Ya, meski kebaya itu kini hanya tersimpan di lemari tua Simbok. Setidaknya itu menunjukkan kalau aku sangat bangga pada Simbok.Â
Tanpa sengaja, tadi malam, saat Simbok shalat tahajud, kudengar isak tangis Simbok. Kuyakin karena tak bisa mendampingiku saat wisuda.
Mataku berkaca-kaca saat mengingat Simbok yang menangis di sepertiga malam. Mencurahkan perasaan kepada Sang Pemilik Alam dan seisinya.
"Kamu harus tegar dan kuat, Hana," batinku.
***
Rangkaian acara wisuda telah berjalan lancar. Semua wisudawan dan wisudawati bisa keluar ruang wisuda. Menemui orang tua atau keluarganya di luar ruangan.Â
Aku melangkah pelan menuju depan Rektorat kampus. Mencari keluarga Bulik Tin dan sepupu-sepupu yang berjanji akan datang.
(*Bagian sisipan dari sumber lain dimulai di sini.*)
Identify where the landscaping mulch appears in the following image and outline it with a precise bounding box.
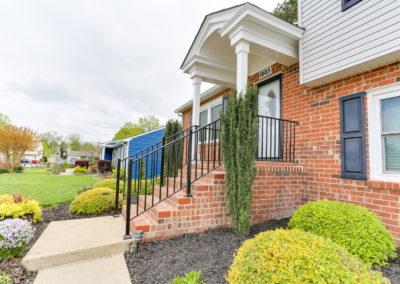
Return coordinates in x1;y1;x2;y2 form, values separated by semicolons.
125;219;400;284
0;203;104;284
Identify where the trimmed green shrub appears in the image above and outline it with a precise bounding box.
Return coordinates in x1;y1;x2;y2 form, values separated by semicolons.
0;219;33;261
74;160;89;169
0;272;14;284
74;166;88;175
69;187;122;214
0;194;42;222
172;270;205;284
97;160;112;174
289;200;396;267
221;86;258;236
93;178;124;190
226;229;390;284
51;165;65;175
13;166;24;174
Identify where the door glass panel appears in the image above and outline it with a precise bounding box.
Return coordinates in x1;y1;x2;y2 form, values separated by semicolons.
211;104;222;140
258;80;283;159
384;135;400;172
199;110;208;142
382;97;400;132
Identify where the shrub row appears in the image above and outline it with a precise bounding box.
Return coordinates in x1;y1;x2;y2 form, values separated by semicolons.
0;194;42;222
226;200;396;283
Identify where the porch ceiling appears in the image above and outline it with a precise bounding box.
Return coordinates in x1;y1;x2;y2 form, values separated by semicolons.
181;3;303;87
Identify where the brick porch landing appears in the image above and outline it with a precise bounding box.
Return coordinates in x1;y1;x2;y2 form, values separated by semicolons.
122;162;302;242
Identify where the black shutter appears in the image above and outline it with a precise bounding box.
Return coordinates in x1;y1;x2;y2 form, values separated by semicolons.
339;92;367;180
222;95;229;113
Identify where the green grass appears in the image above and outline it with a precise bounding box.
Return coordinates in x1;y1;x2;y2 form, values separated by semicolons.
0;168;99;207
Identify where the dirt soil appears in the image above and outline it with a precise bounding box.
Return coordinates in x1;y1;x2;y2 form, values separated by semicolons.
125;219;400;284
0;203;104;284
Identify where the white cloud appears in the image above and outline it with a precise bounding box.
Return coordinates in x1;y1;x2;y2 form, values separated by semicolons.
0;0;278;142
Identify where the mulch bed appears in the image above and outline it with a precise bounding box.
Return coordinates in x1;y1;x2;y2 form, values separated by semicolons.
0;203;106;284
125;219;400;284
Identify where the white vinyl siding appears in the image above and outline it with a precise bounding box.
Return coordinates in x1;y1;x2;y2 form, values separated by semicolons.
301;0;400;83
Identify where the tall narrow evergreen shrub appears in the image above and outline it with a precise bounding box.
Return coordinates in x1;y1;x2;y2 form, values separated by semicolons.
164;119;183;177
221;86;257;236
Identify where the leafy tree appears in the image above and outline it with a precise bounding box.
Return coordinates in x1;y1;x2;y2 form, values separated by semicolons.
273;0;297;24
0;113;11;129
113;127;144;140
221;86;257;236
68;134;81;151
133;115;160;131
81;142;99;156
0;125;39;171
39;131;62;157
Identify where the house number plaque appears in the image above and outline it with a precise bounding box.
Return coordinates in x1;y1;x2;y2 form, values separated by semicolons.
258;66;272;79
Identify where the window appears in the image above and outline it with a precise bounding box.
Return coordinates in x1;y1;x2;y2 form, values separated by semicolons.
342;0;361;12
368;84;400;182
381;96;400;173
199;98;222;142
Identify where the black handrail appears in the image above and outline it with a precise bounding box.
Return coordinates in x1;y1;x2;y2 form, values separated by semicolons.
116;120;223;238
255;115;299;163
115;116;298;238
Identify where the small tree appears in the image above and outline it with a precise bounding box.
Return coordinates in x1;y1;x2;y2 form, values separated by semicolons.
164;119;183;177
0;125;39;171
0;113;11;129
221;87;257;236
273;0;297;24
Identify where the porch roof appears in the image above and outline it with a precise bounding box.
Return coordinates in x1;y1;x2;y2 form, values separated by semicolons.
181;2;304;87
175;85;226;113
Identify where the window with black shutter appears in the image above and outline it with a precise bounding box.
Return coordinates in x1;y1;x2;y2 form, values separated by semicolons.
340;92;367;180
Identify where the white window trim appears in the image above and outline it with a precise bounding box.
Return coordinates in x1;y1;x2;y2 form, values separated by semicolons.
367;83;400;182
199;96;223;144
199;96;223;124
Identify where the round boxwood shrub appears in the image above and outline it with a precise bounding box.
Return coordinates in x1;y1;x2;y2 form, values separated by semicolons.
93;178;124;190
0;194;42;222
69;187;122;214
226;229;389;283
289;200;396;267
0;219;33;261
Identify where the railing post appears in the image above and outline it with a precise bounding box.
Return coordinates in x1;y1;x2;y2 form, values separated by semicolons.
114;159;121;217
123;159;133;240
160;137;165;186
185;128;193;197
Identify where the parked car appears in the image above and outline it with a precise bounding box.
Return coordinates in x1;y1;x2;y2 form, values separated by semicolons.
55;160;65;166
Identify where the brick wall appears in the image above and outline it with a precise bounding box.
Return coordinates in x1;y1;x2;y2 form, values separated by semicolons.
183;62;400;242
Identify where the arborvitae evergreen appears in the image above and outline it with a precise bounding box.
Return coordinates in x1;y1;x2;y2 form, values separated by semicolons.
221;86;257;236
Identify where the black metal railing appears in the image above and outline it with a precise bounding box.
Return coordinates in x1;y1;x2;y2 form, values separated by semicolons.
115;120;223;238
255;115;298;163
115;116;298;238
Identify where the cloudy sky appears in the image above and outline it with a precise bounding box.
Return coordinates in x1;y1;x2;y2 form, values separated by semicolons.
0;0;278;142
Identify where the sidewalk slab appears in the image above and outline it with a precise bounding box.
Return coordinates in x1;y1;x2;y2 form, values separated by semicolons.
34;253;131;284
22;216;131;271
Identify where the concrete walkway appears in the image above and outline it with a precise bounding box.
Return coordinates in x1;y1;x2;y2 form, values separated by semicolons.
22;216;131;284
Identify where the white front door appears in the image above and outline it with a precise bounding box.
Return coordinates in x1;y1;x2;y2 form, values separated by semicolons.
258;79;281;159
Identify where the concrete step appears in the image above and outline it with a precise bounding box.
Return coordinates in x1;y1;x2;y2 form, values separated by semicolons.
22;216;131;271
34;253;131;284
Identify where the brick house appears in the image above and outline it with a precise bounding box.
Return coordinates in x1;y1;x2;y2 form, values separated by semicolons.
121;0;400;243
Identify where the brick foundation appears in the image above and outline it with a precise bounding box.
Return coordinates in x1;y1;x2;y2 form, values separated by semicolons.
178;62;400;243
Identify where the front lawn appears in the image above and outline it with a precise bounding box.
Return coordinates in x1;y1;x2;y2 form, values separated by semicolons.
0;168;99;206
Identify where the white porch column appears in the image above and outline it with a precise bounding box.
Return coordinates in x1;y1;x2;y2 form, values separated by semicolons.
235;41;250;95
192;77;201;126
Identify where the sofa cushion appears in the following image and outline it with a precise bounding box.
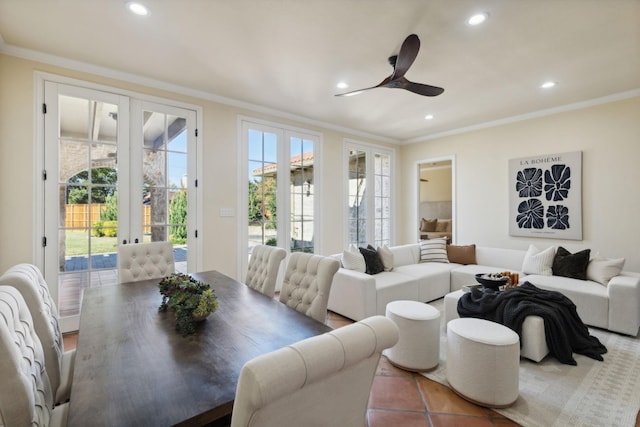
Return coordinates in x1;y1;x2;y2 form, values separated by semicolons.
394;262;457;302
526;275;609;329
378;245;394;271
342;250;367;273
358;246;384;274
522;245;556;276
447;245;477;265
420;239;449;263
551;246;591;280
587;256;624;286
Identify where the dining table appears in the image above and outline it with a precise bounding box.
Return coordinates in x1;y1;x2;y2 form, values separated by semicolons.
68;271;331;427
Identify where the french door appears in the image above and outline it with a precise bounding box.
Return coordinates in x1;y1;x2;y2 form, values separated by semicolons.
41;81;196;330
238;120;320;278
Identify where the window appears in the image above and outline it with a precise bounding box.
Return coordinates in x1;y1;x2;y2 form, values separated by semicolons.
238;120;320;277
345;141;393;246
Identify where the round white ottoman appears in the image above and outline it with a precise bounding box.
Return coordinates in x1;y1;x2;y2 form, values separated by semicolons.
384;301;440;372
447;317;520;408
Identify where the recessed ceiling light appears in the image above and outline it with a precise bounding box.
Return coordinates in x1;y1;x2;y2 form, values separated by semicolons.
467;12;489;26
127;2;149;16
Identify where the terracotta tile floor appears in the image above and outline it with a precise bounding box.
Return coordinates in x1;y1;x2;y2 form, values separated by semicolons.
327;312;518;427
63;312;518;427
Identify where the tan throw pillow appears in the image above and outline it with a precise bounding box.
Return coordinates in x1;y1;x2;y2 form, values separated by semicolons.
587;256;624;286
447;244;477;265
378;245;394;271
420;218;438;233
420;239;449;263
433;219;451;233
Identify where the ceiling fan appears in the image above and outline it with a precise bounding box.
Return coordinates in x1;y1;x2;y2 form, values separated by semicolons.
336;34;444;96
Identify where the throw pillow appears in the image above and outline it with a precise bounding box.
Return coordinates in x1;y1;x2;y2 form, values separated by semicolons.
358;247;384;275
420;218;438;233
420;239;449;263
522;245;556;276
587;256;624;286
378;245;394;271
435;219;451;233
447;245;477;265
342;250;367;273
551;246;591;280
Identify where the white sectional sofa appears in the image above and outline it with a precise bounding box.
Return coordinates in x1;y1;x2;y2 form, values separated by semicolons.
328;243;640;336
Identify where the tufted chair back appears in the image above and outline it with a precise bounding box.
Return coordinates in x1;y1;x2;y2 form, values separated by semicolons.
0;264;76;403
118;242;175;283
0;286;68;427
231;316;398;427
280;252;340;323
245;245;287;298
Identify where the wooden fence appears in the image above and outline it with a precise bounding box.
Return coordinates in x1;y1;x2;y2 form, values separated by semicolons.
64;203;151;232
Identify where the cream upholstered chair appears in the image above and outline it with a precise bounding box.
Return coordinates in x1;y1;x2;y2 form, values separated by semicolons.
0;286;69;427
231;316;398;427
245;245;287;298
0;264;76;403
118;242;175;283
280;252;340;322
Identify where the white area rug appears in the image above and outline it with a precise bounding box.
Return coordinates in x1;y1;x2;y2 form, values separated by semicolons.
423;299;640;427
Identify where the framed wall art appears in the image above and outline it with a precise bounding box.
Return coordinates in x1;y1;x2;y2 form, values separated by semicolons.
509;151;582;240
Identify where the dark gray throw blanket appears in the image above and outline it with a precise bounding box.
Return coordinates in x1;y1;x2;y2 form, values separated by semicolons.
458;282;607;365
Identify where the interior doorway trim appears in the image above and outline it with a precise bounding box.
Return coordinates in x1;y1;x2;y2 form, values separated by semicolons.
410;154;458;243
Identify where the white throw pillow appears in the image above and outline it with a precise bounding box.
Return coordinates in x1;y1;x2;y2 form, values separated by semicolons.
587;256;624;286
378;245;394;271
342;248;367;273
420;238;449;263
522;245;556;276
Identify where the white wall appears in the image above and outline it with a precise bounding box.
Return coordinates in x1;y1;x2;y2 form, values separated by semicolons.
0;54;396;277
398;97;640;272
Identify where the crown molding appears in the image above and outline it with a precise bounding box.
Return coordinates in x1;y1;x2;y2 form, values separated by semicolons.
0;41;400;145
400;88;640;145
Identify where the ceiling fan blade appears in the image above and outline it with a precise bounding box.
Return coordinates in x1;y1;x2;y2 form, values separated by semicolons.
397;77;444;96
391;34;420;80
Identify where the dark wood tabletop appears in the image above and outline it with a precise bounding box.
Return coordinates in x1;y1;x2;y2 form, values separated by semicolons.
68;271;331;427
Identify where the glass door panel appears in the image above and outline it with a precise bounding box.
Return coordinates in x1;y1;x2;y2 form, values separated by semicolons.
51;95;119;317
141;110;188;273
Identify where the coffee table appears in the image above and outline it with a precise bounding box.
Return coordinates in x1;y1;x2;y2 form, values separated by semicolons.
444;289;549;362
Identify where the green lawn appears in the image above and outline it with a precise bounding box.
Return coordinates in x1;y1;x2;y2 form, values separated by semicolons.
65;230;118;256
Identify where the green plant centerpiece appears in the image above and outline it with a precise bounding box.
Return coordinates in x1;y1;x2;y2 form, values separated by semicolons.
158;273;218;336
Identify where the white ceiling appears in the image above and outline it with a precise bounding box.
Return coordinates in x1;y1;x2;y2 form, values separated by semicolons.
0;0;640;141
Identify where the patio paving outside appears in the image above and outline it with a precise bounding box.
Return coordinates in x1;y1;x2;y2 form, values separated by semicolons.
58;246;187;317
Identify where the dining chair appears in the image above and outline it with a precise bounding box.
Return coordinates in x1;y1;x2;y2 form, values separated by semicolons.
0;263;76;404
280;252;340;323
244;245;287;298
118;242;175;283
0;286;69;427
231;316;399;427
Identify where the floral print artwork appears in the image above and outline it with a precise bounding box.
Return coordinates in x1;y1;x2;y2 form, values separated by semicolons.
516;164;571;230
516;199;544;228
509;151;582;240
516;168;542;197
544;165;571;202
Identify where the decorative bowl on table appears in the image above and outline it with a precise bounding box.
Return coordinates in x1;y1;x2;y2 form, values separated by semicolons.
158;273;218;336
476;273;509;291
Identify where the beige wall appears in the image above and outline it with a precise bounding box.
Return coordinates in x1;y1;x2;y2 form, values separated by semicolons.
0;54;389;277
398;97;640;272
420;166;451;202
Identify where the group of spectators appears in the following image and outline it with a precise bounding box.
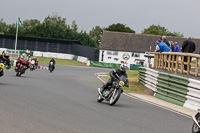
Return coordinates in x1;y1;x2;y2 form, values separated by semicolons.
155;36;195;70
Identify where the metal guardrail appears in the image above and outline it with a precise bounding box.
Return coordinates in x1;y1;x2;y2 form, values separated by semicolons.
154;52;200;77
139;67;200;110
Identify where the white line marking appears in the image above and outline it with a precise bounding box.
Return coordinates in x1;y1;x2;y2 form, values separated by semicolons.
123;93;191;118
97;76;191;118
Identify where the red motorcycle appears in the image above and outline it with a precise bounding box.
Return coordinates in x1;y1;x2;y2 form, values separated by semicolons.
15;58;30;77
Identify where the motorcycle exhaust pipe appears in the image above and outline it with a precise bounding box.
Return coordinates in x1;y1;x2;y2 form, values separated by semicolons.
192;116;200;128
97;88;105;100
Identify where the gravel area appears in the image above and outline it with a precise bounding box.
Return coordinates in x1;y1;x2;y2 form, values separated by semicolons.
152;68;200;80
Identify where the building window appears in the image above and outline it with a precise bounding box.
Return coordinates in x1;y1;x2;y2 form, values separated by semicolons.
132;53;140;57
107;51;112;55
113;51;118;55
134;53;140;57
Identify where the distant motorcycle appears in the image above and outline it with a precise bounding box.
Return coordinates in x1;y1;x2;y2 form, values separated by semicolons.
97;75;128;106
0;63;5;76
15;58;30;77
30;60;37;71
192;109;200;133
49;62;54;73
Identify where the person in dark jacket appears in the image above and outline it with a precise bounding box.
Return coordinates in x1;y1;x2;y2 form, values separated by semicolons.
158;40;170;52
49;58;56;70
0;51;11;77
182;37;195;70
100;64;129;92
162;36;170;48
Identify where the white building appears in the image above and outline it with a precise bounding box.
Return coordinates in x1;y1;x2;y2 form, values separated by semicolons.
99;31;155;68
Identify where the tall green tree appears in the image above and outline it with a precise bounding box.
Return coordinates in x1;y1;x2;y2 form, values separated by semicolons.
71;20;78;32
0;18;7;34
142;24;183;37
89;26;104;46
105;23;135;33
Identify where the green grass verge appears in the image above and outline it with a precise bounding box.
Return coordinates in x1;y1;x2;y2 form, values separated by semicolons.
101;70;147;93
37;57;85;66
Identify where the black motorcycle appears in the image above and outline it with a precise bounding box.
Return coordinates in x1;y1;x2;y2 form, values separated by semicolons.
97;75;128;106
49;62;54;73
30;60;37;71
192;109;200;133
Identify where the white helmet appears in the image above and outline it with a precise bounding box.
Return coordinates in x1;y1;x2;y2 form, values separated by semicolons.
120;64;128;72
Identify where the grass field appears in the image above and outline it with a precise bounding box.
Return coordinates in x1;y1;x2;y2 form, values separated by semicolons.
103;70;150;94
37;57;85;66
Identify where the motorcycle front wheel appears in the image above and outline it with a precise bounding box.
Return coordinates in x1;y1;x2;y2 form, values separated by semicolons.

Mencari mereka di tengah keramaian keluarga para wisudawan-wisudawati tentu sangat sulit. Meski aku mengirimkan pesan untuk menanyakan di mana keberadaan mereka.
Saat sedang menyapukan pandangan ke berbagai sudut yang sekiranya ada keluarga Bulik Tin, tiba-tiba kulihat Bu Rinta dan Pak Ikhlas berada di bawah pohon kelengkeng.
"Hana, sini!" Bu Rinta melambaikan tangannya ke arahku.
Aku mendekati Bu Rinta dan Pak Ikhlas. Bu Rinta menyerahkan buket bunga mawar putih padaku.